Lifetimes in Function Calls

In addition to borrowing its arguments, a function can return a borrowed value:

#[derive(Debug)]
struct Point(i32, i32);
fn left_most<'a>(p1: &'a Point, p2: &'a Point) -> &'a Point {
    if p1.0 < p2.0 { p1 } else { p2 }
}
fn main() {
    let p1: Point = Point(10, 10);
    let p2: Point = Point(20, 20);
    let p3: &Point = left_most(&p1, &p2);
    println!("left-most point: {:?}", p3);
}

• 'a is a generic parameter, it is inferred by the compiler.
• Lifetimes start with ' and 'a is a typical default name.
• Read &'a Point as “a borrowed Point which is valid for at least the lifetime a”.
  • The at least part is important when parameters are in different scopes.

In the above example, try the following:

• Move the declaration of p2 and p3 into a a new scope ({ ... }), resulting in the following code:

  #[derive(Debug)] struct Point(i32, i32); fn left_most<'a>(p1: &'a Point, p2: &'a Point) -> &'a Point { if p1.0 < p2.0 { p1 } else { p2 } } fn main() { let p1: Point = Point(10, 10); let p3: &Point; { let p2: Point = Point(20, 20); p3 = left_most(&p1, &p2); } println!("left-most point: {:?}", p3); }

  Note how this does not compile since p3 outlives p2.

• Reset the workspace and change the function signature to fn left_most<'a, 'b>(p1: &'a Point, p2: &'a Point) -> &'b Point. This will not compile because the relationship between the lifetimes 'a and 'b is unclear.
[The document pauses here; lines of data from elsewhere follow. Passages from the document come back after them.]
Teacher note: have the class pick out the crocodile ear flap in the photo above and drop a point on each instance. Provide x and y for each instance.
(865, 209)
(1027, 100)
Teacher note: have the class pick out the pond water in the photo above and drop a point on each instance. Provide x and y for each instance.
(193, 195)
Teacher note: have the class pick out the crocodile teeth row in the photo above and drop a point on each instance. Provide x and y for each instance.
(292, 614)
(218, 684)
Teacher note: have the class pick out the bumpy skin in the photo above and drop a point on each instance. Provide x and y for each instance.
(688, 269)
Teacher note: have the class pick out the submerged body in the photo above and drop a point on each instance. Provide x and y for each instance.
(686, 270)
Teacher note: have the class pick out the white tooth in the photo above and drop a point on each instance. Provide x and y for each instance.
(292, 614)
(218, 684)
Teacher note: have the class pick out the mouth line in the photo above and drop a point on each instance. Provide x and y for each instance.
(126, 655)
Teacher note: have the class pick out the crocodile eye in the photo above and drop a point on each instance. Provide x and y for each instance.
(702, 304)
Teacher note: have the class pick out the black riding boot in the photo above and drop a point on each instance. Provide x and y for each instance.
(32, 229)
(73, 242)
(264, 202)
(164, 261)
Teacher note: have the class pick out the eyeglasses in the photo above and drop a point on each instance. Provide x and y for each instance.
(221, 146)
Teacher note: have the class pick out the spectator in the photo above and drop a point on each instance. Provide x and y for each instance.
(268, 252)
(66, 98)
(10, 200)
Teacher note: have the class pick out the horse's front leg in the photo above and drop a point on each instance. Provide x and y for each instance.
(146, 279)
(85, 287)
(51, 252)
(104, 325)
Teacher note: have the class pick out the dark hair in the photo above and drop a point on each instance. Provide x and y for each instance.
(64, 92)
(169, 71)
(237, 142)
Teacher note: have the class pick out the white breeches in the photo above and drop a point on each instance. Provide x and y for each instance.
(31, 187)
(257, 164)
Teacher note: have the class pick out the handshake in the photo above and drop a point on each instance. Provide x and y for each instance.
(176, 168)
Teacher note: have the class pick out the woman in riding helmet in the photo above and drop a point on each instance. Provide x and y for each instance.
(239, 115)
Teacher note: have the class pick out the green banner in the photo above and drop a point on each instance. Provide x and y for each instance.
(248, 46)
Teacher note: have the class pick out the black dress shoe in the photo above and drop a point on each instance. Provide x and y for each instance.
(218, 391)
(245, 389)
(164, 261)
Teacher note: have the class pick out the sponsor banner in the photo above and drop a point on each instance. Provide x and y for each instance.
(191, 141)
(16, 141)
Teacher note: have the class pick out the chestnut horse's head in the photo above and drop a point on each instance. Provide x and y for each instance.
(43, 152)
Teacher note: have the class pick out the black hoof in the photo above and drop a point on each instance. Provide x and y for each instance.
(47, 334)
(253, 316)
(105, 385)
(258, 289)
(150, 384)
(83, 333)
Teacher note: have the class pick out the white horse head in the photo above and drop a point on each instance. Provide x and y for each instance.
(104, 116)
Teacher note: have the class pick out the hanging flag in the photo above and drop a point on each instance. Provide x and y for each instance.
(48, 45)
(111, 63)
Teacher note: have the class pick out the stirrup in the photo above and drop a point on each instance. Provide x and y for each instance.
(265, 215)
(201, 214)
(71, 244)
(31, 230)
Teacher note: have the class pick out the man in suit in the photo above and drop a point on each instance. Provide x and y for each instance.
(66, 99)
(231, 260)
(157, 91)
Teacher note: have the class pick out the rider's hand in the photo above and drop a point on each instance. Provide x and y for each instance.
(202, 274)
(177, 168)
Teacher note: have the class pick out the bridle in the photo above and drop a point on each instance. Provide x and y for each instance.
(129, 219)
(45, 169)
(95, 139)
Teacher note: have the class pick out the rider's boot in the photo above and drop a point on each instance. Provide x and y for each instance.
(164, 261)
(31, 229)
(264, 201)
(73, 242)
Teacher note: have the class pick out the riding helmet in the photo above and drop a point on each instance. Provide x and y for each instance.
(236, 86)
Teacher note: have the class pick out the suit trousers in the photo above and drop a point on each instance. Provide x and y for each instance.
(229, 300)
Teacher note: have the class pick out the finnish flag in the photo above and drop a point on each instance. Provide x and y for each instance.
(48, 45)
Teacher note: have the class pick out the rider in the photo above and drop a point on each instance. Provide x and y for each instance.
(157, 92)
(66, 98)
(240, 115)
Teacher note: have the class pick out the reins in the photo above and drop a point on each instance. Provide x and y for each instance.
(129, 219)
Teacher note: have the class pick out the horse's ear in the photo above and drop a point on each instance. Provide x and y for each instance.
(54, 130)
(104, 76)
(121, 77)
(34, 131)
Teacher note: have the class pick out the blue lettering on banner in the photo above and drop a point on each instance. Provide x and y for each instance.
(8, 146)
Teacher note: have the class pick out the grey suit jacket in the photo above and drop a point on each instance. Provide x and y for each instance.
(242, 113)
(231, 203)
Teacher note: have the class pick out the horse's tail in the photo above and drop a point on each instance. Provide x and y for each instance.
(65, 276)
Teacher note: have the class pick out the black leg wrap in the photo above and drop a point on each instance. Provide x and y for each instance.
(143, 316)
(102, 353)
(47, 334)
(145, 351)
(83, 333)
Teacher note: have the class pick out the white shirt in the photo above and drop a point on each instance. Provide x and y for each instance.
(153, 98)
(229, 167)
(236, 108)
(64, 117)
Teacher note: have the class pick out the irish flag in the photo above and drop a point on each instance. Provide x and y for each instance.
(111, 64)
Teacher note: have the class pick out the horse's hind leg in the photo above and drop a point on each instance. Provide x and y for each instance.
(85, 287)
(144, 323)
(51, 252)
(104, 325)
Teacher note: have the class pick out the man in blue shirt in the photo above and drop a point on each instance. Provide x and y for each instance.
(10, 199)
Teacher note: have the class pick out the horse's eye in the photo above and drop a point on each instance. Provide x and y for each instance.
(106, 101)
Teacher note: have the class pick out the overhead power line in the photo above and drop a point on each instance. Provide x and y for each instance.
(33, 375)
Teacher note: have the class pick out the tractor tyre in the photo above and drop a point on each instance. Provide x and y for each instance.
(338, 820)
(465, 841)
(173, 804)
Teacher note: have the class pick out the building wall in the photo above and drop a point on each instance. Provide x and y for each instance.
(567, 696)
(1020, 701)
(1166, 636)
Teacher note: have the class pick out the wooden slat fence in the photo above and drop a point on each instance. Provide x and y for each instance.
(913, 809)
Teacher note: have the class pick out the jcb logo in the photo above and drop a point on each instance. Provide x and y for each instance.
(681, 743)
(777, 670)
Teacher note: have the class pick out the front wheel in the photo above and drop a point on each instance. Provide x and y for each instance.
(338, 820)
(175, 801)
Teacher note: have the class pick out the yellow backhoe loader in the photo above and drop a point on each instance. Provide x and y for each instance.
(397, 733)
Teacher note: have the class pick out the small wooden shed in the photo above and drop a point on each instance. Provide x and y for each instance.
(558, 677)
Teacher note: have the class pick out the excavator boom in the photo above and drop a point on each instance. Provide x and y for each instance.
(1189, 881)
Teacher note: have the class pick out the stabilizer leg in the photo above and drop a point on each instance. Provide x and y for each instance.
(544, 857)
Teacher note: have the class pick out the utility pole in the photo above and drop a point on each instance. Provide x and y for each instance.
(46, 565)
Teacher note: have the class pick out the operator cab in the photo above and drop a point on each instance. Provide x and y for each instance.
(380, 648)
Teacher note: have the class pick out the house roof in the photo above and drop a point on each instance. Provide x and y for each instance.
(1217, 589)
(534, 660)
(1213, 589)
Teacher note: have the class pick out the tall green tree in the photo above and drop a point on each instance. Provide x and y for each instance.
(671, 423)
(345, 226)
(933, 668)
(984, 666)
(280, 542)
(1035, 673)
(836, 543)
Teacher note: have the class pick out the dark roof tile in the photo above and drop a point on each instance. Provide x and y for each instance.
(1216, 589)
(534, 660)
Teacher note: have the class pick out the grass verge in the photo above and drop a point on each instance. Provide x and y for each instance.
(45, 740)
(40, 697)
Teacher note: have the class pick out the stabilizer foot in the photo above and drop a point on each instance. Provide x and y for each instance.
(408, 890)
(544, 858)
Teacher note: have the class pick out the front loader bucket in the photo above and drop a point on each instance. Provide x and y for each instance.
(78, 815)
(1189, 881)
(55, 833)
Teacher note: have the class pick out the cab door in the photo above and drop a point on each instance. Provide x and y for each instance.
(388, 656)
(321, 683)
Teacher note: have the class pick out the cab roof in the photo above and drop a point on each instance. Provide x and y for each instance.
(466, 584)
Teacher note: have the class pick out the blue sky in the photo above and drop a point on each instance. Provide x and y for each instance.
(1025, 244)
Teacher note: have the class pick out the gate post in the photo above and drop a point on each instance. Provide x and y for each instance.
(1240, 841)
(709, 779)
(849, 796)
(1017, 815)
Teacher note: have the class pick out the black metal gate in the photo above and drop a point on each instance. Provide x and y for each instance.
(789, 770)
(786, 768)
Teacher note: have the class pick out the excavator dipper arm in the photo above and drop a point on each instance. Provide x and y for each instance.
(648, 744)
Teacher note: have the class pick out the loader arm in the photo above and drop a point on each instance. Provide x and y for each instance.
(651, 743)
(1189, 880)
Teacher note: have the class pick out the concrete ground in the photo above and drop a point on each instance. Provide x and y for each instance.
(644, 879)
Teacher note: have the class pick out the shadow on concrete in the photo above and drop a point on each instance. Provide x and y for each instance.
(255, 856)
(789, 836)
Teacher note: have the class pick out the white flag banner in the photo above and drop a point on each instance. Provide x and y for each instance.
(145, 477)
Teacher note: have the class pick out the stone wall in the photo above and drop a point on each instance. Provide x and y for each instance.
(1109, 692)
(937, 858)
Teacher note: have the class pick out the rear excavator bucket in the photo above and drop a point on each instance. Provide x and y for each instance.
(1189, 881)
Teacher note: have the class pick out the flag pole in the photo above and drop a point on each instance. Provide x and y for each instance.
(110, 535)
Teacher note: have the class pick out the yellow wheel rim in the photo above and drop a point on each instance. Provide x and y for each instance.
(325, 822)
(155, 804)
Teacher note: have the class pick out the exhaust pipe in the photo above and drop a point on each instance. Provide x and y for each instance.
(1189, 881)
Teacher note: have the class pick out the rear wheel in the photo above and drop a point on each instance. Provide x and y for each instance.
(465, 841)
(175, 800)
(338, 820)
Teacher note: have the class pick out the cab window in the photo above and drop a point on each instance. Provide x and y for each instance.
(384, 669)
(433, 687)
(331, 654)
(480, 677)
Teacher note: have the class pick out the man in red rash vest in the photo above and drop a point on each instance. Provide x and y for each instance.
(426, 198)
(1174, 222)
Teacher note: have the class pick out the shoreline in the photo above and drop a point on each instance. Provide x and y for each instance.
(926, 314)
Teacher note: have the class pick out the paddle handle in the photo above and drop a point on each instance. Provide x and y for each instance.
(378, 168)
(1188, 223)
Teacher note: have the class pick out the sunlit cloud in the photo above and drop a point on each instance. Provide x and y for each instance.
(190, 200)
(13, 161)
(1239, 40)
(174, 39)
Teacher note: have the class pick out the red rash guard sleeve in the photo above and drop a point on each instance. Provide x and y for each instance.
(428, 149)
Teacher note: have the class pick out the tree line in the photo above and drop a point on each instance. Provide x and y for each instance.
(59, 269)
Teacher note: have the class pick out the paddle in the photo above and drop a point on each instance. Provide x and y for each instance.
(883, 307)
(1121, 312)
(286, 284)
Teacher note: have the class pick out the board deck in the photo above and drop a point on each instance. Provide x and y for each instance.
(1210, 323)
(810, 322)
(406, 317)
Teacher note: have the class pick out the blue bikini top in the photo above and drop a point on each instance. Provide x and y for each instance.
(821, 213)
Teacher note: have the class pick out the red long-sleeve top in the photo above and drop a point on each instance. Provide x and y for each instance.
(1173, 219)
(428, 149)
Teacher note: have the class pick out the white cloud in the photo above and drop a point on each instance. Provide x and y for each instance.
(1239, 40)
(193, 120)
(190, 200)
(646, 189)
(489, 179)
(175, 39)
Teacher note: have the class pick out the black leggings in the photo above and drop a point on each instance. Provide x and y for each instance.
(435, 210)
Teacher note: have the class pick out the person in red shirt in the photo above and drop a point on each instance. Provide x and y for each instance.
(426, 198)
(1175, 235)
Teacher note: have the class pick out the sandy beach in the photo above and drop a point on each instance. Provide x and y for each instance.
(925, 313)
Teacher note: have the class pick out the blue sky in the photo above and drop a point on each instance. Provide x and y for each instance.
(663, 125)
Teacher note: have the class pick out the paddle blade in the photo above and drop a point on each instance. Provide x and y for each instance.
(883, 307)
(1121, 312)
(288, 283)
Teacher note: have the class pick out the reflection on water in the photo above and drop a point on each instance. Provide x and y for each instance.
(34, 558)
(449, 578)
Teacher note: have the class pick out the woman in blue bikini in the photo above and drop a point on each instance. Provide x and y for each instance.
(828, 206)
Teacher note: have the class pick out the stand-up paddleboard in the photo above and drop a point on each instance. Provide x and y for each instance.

• Another way to explain it:

  • Two references to two values are borrowed by a function and the function returns another reference.
  • It must have come from one of those two inputs (or from a global variable).
  • Which one is it? The compiler needs to to know, so at the call site the returned reference is not used for longer than a variable from where the reference came from.